After months of deliberation, a seven-judge panel ruled Nov. 28 that Latvia had indeed violated six articles of the European Convention on Human Rights, including right to liberty, security and presumption of innocence.

The court held Latvia responsible for the long pretrial detention and the lack of judicial review during that period and said Lavents right "to a fair hearing within a reasonable time" had been denied.
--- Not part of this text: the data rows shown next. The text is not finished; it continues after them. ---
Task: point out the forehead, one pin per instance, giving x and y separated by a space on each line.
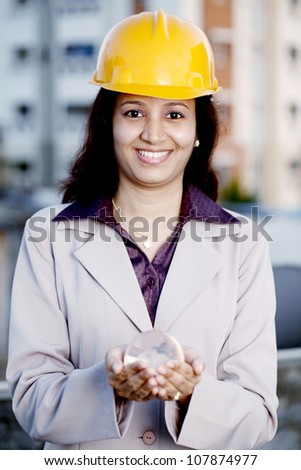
150 101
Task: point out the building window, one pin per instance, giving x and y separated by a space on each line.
24 116
293 54
77 6
73 117
222 54
293 111
77 57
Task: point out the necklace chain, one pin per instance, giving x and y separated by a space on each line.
147 243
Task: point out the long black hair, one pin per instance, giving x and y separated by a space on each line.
95 171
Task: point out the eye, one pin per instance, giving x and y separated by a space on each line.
133 113
174 115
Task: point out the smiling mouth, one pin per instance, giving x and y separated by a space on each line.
153 155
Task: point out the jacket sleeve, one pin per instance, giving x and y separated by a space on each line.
52 400
235 406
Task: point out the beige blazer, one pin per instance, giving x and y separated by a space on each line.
75 295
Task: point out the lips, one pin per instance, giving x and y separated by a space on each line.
153 157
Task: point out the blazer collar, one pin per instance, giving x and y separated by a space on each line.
195 205
193 266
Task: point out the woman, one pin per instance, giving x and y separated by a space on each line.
140 244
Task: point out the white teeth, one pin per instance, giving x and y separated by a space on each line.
146 154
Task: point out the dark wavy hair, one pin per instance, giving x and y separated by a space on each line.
95 171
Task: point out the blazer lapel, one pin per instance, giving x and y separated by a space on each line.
194 265
106 259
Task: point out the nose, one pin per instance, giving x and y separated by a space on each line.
153 131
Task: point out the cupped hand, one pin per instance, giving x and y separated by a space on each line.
177 380
133 381
174 380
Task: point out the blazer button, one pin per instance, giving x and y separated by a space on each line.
149 437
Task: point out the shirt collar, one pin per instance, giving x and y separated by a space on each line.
195 205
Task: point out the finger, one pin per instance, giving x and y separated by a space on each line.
114 359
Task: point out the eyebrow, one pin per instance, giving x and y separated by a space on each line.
141 103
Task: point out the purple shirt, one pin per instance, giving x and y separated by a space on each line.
152 274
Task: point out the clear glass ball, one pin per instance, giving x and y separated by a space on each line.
155 347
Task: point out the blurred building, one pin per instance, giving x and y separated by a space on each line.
49 50
257 45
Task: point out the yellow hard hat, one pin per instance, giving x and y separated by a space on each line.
156 54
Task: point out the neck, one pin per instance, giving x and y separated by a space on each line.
149 203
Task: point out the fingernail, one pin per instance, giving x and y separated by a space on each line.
116 367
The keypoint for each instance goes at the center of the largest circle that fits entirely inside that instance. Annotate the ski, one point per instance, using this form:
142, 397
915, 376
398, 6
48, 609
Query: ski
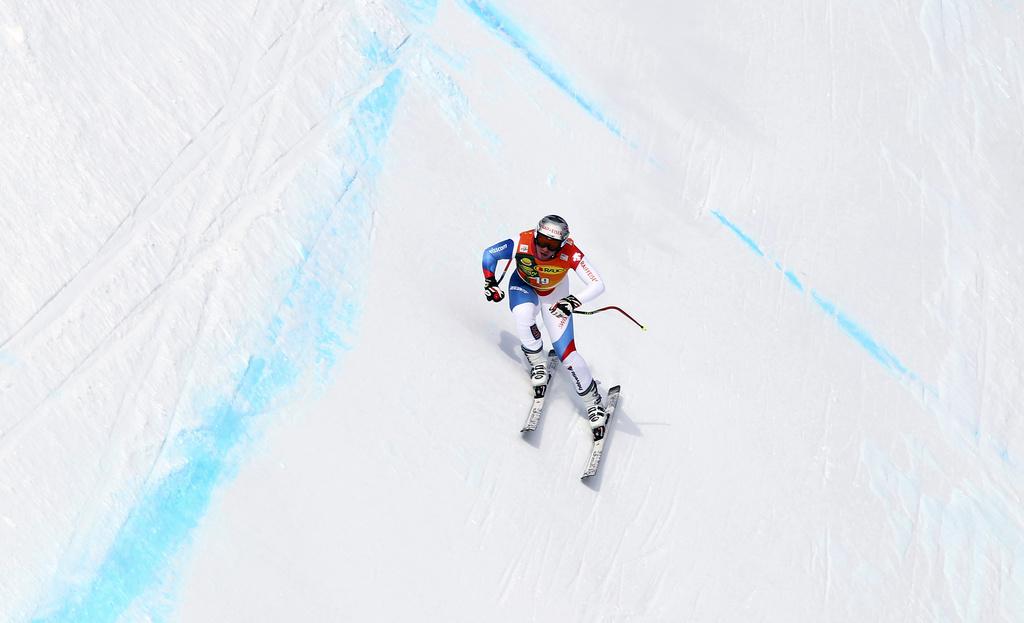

It also ruled against Latvia for violating Lavents' privacy by monitoring his correspondence while he was in prison.

The court also held Latvia accountable for violating the "presumption of innocence" clause, pointing to public comments made in 1999 by the presiding judge in Lavents' case in which she criticized the defense and alluded to a guilty verdict.

She also called on Lavents to prove his innocence, which the court said was "at variance with the very principle of the presumption of innocence, one of the fundamental principles governing a democratic state."

Lavents' lawyer Irina Kauke welcomed the ruling. "This will come in handy not only in Lavents' trial, but it also gives a good lesson to all Latvian courts," she said.

Latvia has been heavily criticized by human rights groups at home and abroad for a series of long pretrial detentions.

Last year, President Vaira Vike-Freiberga made a high-profile visit to one of Riga's overcrowded prisons and said she was shocked to find so many inmates waiting up to a year or more to go to trial.

Speaking after the Lavents ruling, Vike-Freiberga reiterated that message, saying the ruling pointed out a number of problems that the Justice Ministry will have to work to resolve.

"This government will have to make energetic decisions to push on with the reforms at a faster pace," she said.

The European Union has singled out judicial reform as a top priority for Latvia before it joins the bloc as hoped in 2004.

A spokesman for Prime Minister Einars Repse, who focused on corruption prevention and judicial reform during his pre-election campaign earlier this year, said the Lavents verdict pointed up the failures of the criminal justice system.

"One must realize the ruling is about procedural violations that are inadmissible, regardless of the identity of the defendant," said Repse aide Dans Titavs.

The ruling does not affect Lavents' original conviction in which a Latvian court found him guilty of misappropriation of depositors' funds, organization of fictitious companies, concealment of accounting figures and attempts to undermine Latvia's monetary system and to weaken the state.

Prosecutors dealing with Lavents' trial suspected him of sabotage for the transfer of approximately 81 million lats (139 million euros) to a Moscow-based bank in exchange for undertaking to make a payment in the form of Russian government bonds.